There is no timetable for the storms of life. Birds avoid rain, not just so that they won’t get wet but because the atmospheric air is less dense during rain storms and birds need dense air to gain aerodynamic lift for their wings.
Therefore, during rain storms,
they would rather find shelter than fly. They perch and conserve energy.
But not so with the eagle, the king of the air. No matter how strong the storm is, it soars to the sky.
Its long and strong wings are assets for this feat. Eagles’ eyries are built in tall trees or on high cliffs. The pressure of the storms helps an eagle to glide without expending energy.
The eagle knows that beyond the storms there is peace and security.
The eagle rises against all odds to attain greater heights.
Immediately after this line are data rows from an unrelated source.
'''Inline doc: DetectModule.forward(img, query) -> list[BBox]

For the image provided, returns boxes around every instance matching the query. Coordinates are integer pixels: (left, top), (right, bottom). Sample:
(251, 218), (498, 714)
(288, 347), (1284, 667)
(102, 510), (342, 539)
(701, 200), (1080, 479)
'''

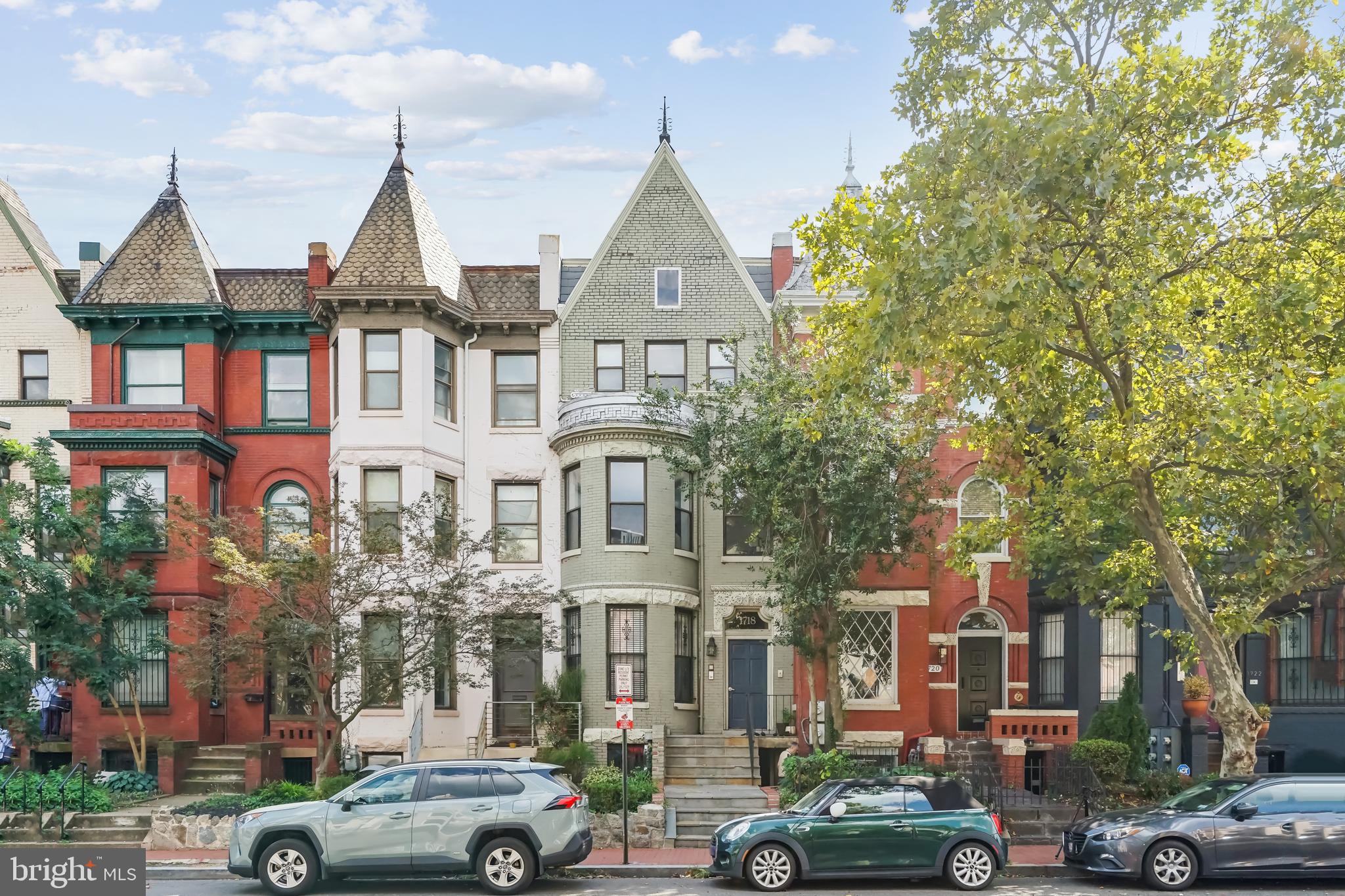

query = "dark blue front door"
(729, 638), (769, 731)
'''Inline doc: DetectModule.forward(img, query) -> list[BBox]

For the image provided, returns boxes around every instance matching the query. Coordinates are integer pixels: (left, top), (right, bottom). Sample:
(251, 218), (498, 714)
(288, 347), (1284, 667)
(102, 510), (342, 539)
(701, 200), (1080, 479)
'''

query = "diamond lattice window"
(841, 610), (897, 702)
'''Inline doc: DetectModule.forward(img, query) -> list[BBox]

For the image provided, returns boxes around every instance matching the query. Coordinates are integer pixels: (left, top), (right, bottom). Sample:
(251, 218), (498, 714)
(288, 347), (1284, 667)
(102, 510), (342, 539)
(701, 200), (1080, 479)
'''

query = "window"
(19, 352), (51, 402)
(672, 610), (695, 702)
(265, 482), (312, 551)
(672, 475), (695, 552)
(361, 330), (402, 410)
(495, 482), (542, 563)
(706, 339), (738, 385)
(435, 340), (454, 422)
(958, 477), (1009, 553)
(1037, 612), (1065, 704)
(363, 469), (402, 553)
(607, 606), (650, 700)
(841, 610), (897, 702)
(435, 629), (457, 710)
(644, 343), (686, 393)
(435, 474), (457, 552)
(105, 610), (168, 706)
(262, 352), (308, 426)
(361, 614), (402, 706)
(565, 607), (584, 669)
(607, 461), (646, 544)
(121, 345), (183, 404)
(1100, 612), (1139, 702)
(593, 343), (625, 393)
(563, 463), (583, 551)
(102, 466), (168, 549)
(495, 353), (537, 426)
(653, 267), (682, 308)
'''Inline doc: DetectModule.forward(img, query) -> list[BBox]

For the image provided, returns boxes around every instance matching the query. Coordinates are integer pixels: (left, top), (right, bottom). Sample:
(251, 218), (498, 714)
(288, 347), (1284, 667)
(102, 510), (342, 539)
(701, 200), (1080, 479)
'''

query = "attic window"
(653, 267), (682, 308)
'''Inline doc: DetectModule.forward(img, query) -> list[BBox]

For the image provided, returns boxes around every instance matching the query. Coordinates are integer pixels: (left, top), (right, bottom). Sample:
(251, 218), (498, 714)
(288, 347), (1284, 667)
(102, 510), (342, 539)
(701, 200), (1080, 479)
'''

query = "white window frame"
(653, 267), (682, 309)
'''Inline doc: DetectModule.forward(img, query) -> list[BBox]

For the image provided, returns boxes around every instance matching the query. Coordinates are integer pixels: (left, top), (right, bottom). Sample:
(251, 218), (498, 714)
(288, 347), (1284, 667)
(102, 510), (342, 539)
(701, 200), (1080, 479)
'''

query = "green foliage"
(1069, 738), (1130, 784)
(1084, 672), (1149, 778)
(580, 765), (655, 814)
(315, 775), (355, 800)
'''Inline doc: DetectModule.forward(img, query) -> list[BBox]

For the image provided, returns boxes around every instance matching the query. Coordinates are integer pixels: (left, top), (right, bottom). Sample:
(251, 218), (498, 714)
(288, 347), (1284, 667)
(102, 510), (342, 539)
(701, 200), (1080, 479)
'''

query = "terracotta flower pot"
(1181, 697), (1209, 719)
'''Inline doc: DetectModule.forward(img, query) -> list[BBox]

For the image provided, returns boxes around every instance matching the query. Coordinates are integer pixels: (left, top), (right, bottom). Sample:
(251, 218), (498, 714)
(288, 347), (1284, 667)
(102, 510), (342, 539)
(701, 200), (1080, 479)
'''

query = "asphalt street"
(142, 877), (1345, 896)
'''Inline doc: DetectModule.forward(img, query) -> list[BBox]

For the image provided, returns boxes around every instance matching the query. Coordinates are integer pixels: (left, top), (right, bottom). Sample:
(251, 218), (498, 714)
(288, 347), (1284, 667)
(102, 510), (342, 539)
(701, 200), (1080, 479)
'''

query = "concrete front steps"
(180, 744), (248, 794)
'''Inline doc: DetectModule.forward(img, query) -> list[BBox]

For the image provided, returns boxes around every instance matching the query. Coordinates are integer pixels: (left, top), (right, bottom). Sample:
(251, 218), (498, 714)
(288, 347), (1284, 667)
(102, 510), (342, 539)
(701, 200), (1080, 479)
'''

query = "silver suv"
(229, 759), (593, 896)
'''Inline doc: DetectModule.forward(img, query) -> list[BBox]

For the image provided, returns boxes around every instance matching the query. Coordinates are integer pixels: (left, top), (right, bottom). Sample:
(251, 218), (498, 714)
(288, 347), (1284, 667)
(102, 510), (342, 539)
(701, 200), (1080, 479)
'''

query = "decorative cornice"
(51, 430), (238, 463)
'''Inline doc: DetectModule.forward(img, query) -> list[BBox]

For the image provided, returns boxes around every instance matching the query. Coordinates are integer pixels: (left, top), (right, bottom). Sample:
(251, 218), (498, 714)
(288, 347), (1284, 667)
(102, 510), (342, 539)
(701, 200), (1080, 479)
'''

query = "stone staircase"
(181, 744), (248, 794)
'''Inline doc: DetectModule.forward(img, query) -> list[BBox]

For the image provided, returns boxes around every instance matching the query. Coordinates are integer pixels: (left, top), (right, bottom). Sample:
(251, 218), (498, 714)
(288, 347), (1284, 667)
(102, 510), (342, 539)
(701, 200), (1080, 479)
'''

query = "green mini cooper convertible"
(709, 778), (1009, 891)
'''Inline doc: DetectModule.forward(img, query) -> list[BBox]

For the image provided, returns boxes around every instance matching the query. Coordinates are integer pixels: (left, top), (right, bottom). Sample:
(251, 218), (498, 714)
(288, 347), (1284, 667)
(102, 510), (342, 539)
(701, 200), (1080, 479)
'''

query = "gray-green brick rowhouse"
(552, 110), (792, 845)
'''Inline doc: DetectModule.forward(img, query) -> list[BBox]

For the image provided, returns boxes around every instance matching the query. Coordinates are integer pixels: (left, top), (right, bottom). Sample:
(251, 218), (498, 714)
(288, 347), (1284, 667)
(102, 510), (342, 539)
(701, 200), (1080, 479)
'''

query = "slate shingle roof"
(332, 152), (471, 304)
(78, 185), (225, 305)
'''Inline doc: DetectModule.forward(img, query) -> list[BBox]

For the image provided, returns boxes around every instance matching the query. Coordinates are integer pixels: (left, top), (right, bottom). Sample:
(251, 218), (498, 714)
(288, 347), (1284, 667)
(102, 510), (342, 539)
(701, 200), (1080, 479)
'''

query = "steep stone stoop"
(181, 746), (246, 794)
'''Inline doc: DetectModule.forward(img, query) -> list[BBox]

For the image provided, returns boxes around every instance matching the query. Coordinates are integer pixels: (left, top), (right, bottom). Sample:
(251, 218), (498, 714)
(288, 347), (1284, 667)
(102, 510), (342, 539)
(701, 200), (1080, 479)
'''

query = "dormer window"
(653, 267), (682, 308)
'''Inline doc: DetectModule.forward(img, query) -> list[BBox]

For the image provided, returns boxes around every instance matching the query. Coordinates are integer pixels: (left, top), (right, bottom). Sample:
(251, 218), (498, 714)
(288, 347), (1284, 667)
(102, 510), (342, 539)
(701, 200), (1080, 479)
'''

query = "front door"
(958, 637), (1003, 731)
(491, 618), (542, 744)
(729, 638), (769, 731)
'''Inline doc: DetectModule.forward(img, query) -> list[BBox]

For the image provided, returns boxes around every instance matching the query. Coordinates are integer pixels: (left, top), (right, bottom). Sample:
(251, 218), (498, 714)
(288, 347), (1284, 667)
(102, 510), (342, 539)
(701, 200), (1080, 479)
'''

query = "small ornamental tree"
(180, 496), (560, 780)
(642, 313), (944, 746)
(0, 439), (165, 771)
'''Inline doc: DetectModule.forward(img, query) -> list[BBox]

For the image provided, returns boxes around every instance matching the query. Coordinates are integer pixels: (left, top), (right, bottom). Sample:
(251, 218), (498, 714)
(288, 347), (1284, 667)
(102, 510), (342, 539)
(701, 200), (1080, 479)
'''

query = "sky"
(0, 0), (924, 267)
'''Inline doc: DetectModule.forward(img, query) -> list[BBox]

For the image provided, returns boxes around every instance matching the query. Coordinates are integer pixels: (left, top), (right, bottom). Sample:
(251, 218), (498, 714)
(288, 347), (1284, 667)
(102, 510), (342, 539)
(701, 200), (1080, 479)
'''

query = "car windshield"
(785, 780), (835, 815)
(1159, 778), (1248, 811)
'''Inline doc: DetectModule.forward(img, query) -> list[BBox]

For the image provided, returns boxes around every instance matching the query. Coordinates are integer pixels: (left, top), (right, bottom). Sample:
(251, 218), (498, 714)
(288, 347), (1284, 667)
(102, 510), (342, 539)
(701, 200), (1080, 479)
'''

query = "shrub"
(315, 775), (355, 800)
(1084, 672), (1149, 779)
(1069, 725), (1130, 784)
(580, 765), (653, 814)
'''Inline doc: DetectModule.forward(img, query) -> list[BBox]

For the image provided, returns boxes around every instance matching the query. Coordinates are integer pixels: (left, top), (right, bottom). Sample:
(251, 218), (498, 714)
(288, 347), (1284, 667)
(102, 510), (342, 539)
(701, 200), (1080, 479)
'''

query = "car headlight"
(1097, 828), (1143, 840)
(724, 821), (752, 841)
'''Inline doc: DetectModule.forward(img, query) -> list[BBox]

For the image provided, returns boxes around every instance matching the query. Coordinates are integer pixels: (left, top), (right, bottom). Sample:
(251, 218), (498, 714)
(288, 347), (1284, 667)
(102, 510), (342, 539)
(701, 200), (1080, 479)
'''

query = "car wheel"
(943, 843), (996, 889)
(257, 840), (319, 896)
(742, 843), (799, 893)
(476, 837), (537, 893)
(1145, 840), (1199, 891)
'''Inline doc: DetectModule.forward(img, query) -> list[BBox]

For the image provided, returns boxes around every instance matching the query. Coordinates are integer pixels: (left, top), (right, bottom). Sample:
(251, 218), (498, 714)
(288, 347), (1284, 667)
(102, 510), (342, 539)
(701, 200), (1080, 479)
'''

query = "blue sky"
(0, 0), (919, 267)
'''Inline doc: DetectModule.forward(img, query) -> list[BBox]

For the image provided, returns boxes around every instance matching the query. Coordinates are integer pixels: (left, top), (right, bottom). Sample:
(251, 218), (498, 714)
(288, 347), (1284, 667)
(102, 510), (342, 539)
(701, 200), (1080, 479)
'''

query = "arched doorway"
(958, 607), (1006, 731)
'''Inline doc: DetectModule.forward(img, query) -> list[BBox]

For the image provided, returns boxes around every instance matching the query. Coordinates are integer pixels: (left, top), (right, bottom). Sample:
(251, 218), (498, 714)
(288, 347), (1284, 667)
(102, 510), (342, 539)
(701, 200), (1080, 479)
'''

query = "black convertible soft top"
(841, 775), (984, 811)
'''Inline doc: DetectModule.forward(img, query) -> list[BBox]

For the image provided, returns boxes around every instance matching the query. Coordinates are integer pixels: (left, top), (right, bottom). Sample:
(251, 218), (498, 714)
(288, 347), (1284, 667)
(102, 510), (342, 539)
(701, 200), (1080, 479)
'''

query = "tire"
(476, 837), (537, 893)
(257, 840), (321, 896)
(1145, 840), (1200, 892)
(742, 843), (799, 893)
(943, 841), (996, 889)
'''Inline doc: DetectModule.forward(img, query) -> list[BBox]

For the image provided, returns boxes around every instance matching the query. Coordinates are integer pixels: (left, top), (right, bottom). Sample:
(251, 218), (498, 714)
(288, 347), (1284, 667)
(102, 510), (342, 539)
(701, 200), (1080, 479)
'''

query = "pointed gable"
(77, 185), (226, 305)
(331, 152), (471, 305)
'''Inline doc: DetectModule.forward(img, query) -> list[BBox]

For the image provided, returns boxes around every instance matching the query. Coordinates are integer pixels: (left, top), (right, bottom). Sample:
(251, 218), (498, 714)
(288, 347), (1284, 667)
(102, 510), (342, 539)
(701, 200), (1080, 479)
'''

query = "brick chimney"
(771, 230), (793, 293)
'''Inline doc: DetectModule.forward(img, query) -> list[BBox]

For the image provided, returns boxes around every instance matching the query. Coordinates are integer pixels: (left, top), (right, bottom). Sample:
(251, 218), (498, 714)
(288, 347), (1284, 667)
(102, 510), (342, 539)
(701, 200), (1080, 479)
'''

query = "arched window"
(958, 475), (1009, 553)
(265, 482), (312, 549)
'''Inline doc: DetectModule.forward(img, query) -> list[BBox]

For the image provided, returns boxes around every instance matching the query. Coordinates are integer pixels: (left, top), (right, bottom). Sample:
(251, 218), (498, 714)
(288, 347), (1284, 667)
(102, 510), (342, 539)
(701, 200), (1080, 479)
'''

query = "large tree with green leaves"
(642, 313), (946, 744)
(0, 438), (165, 771)
(803, 0), (1345, 773)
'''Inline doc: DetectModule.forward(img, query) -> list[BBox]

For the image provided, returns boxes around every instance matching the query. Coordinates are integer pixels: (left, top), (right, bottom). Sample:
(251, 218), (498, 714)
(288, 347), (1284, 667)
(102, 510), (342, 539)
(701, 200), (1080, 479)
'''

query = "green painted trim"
(51, 430), (238, 463)
(225, 426), (332, 435)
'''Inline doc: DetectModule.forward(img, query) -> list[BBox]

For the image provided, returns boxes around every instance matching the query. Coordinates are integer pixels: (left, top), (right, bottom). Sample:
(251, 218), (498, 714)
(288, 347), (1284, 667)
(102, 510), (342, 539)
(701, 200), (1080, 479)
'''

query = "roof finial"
(659, 96), (672, 149)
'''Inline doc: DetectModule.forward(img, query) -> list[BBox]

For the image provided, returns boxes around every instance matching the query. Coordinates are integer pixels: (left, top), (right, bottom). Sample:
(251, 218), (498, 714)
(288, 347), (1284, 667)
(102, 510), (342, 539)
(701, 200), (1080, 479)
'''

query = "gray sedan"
(1063, 775), (1345, 891)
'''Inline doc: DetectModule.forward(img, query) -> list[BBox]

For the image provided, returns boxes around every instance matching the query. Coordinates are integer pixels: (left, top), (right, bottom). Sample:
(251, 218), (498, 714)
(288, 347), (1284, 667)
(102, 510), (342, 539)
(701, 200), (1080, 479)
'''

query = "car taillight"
(548, 794), (584, 809)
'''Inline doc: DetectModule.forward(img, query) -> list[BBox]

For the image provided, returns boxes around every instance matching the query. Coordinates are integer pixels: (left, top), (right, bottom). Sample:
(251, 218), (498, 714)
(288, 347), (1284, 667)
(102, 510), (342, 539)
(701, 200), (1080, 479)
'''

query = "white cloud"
(94, 0), (160, 12)
(206, 0), (429, 63)
(771, 24), (837, 59)
(901, 7), (933, 28)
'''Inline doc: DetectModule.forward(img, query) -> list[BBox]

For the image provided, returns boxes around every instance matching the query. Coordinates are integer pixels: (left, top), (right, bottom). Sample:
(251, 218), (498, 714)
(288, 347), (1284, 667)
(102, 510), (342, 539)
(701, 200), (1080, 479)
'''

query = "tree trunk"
(1131, 470), (1262, 775)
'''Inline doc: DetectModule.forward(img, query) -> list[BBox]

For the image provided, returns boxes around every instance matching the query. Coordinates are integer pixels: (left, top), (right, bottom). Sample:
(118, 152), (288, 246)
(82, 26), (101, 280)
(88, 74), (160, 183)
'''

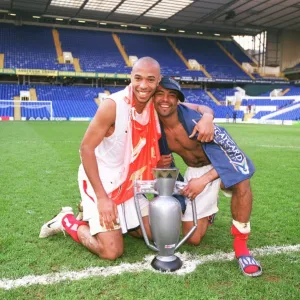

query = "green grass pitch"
(0, 122), (300, 300)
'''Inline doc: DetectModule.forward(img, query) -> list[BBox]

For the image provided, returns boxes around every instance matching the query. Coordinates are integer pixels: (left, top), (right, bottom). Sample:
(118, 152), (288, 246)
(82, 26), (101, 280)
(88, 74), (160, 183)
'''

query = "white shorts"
(182, 165), (221, 222)
(78, 179), (149, 235)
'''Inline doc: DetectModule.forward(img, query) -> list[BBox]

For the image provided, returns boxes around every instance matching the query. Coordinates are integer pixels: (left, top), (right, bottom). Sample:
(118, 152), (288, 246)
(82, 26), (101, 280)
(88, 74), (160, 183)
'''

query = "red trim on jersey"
(83, 180), (95, 202)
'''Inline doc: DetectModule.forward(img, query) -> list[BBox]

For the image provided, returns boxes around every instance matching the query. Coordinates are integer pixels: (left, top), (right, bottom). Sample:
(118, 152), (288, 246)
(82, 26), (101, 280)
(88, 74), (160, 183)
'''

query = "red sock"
(231, 225), (258, 274)
(61, 214), (87, 243)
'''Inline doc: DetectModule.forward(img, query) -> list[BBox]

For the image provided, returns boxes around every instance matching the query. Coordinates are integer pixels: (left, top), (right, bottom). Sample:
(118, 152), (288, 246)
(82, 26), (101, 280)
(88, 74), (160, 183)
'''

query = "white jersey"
(78, 89), (131, 194)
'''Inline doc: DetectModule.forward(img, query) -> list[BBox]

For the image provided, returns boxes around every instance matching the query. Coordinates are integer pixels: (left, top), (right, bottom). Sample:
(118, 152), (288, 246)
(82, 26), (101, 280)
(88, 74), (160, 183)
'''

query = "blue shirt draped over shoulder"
(159, 104), (255, 188)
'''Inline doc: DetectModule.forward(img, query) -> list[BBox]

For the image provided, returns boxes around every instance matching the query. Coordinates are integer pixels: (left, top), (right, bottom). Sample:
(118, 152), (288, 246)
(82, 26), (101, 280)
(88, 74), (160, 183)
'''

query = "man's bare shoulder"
(94, 98), (116, 125)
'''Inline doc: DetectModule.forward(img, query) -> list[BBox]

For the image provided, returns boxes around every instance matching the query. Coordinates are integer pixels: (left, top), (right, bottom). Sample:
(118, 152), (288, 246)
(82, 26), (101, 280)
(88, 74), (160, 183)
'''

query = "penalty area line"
(0, 244), (300, 290)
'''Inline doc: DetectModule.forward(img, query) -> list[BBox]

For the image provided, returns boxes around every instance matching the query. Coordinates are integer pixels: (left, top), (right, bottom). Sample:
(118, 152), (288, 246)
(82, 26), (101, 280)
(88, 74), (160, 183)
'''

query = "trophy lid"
(152, 168), (179, 179)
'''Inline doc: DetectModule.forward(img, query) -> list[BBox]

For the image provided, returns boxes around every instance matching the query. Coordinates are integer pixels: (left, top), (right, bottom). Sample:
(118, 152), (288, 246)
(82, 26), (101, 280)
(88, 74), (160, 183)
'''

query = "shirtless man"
(40, 57), (214, 260)
(153, 77), (262, 276)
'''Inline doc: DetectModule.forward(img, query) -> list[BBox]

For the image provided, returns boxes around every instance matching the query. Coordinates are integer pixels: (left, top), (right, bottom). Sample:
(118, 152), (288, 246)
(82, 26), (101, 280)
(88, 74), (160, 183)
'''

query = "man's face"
(131, 63), (161, 103)
(153, 85), (178, 117)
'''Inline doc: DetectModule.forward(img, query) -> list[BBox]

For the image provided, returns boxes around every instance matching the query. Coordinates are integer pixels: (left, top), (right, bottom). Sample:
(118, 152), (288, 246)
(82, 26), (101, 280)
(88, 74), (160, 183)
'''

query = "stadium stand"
(172, 38), (251, 80)
(0, 24), (74, 71)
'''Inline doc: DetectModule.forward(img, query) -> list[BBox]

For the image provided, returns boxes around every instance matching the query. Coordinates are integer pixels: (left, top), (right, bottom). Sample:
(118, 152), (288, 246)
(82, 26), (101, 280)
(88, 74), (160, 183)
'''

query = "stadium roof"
(0, 0), (300, 35)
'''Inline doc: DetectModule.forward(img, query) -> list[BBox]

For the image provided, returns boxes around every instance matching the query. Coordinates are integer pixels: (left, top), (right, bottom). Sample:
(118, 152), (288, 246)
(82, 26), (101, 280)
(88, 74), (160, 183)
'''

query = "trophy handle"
(174, 181), (198, 251)
(134, 180), (159, 251)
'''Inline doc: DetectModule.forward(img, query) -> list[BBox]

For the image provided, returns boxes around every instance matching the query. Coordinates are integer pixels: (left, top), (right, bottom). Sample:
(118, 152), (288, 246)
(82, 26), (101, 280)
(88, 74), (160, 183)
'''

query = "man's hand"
(189, 113), (214, 143)
(98, 197), (118, 230)
(181, 177), (207, 200)
(157, 154), (173, 168)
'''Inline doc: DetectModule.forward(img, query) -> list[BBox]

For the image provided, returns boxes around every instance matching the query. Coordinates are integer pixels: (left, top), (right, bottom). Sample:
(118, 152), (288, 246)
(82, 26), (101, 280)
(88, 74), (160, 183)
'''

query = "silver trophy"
(134, 168), (197, 272)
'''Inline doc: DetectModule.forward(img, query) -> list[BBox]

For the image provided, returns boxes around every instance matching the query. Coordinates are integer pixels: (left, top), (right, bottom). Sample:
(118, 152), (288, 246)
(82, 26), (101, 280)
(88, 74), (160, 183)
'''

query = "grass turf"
(0, 122), (300, 299)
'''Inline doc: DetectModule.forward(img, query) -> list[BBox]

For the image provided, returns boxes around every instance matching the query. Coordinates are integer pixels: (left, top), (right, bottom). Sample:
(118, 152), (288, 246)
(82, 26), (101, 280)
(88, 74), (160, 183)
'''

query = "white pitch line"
(257, 145), (300, 149)
(0, 244), (300, 290)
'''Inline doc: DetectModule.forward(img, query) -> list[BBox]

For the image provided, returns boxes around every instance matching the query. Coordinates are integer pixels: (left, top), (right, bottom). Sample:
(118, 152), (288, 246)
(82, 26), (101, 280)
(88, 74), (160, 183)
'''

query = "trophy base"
(151, 255), (182, 272)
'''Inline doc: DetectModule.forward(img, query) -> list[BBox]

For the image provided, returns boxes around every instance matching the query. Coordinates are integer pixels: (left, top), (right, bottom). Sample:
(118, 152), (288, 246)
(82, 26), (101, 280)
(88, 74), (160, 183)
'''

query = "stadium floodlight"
(0, 100), (54, 120)
(50, 0), (84, 8)
(144, 0), (194, 19)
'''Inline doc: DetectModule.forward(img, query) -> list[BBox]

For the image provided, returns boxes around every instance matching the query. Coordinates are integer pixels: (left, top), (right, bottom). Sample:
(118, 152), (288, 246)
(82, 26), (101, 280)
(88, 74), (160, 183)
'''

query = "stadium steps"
(73, 58), (82, 72)
(206, 91), (221, 105)
(234, 101), (242, 110)
(261, 103), (300, 120)
(216, 42), (255, 80)
(29, 88), (37, 101)
(0, 53), (4, 69)
(112, 33), (132, 67)
(14, 96), (21, 121)
(167, 38), (192, 70)
(244, 113), (255, 121)
(52, 29), (64, 64)
(280, 88), (290, 96)
(200, 65), (212, 78)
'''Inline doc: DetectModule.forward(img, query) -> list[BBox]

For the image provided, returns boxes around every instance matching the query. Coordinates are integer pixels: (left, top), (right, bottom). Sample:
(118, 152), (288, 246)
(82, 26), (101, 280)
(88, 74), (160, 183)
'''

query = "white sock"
(232, 220), (251, 234)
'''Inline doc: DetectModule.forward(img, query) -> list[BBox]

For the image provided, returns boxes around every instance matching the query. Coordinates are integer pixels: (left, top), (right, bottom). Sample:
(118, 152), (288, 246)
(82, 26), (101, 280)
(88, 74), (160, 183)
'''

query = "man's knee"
(232, 179), (252, 196)
(98, 249), (123, 260)
(96, 230), (124, 260)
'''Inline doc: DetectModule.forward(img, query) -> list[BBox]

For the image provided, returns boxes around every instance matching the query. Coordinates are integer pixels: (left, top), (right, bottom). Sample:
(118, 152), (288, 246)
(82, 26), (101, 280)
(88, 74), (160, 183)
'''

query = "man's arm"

An eagle is often used as an emblem by many nations of the world.
It signifies speed, freedom, victory, and longevity.
The success secret of the eagle is adaptable to man when it comes to weathering and rising above the storms of life like an eagle.
For instance, the famous retired Colonel Sanders faced and rose above the bitter storms of life.
He lost his father at the age of five, quit school at age sixteen,
failed as a railroad conductor and as an insurance salesman at different times, was washed out in the army, and his wife left him at age twenty.
He became a cook and dishwasher in a small restaurant.
He retired at age sixty-five when he initially contemplated committing suicide before eventually deciding
to try out frying chickens with his recipe and selling them to his neighbors from house to house in Kentucky.
But twenty-three years later, at age eighty-eight, Colonel Sanders, founder of the Kentucky Fried Chicken, The KFC empire, became a millionaire, living blissfully, after the storm.